Cependant, « si l’on découvre une démence d’origine mendélienne qui débutera après 50 ans et pour laquelle il n’existe pas encore de prévention ou de traitement connu, je ne pourrai rien faire pour le moment. est intervenable pendant la phase de l’enfance.

Pour identifier, il faut être capable de traiter

Un autre exemple est le dépistage du cancer héréditaire ou le test des personnes ayant des antécédents familiaux de cancer, pratiqué depuis le début de ce siècle. « Analyser les gènes éventuellement impliqués dans le cancer du sein héréditaire n’est pas nécessaire avant 20 ans », explique-t-il. « Si un enfant est identifié comme porteur d’une mutation, On supprimerait la possibilité de choisir de passer ou non le test. et, de plus, nous ne pouvons lui offrir aucun avantage, aucune mesure immédiate, c’est pourquoi il n’est pas conseillé de le faire.

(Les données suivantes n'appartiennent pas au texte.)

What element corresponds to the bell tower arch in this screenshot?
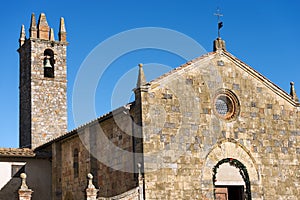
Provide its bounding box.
[18,13,68,148]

Voici un autre aspect clé de l’utilisation éthique de l’information génomique. Est-il utile d’identifier une maladie s’il n’existe aucune possibilité de la traiter ? Ayuso a une réponse claire : ça ne marche pas. « Si une maladie est ajoutée à un programme de dépistage, un système doit être en place pour répondre à ce besoin. »

Le spécialiste rappelle un cas en Espagne où la mise en place de programmes pilotes de dépistage de certaines maladies n’a pas été accompagnée par d’autres impliqués dans les soins. « Nous devons être conscients de ces difficultés et trouver un moyen de les corriger ».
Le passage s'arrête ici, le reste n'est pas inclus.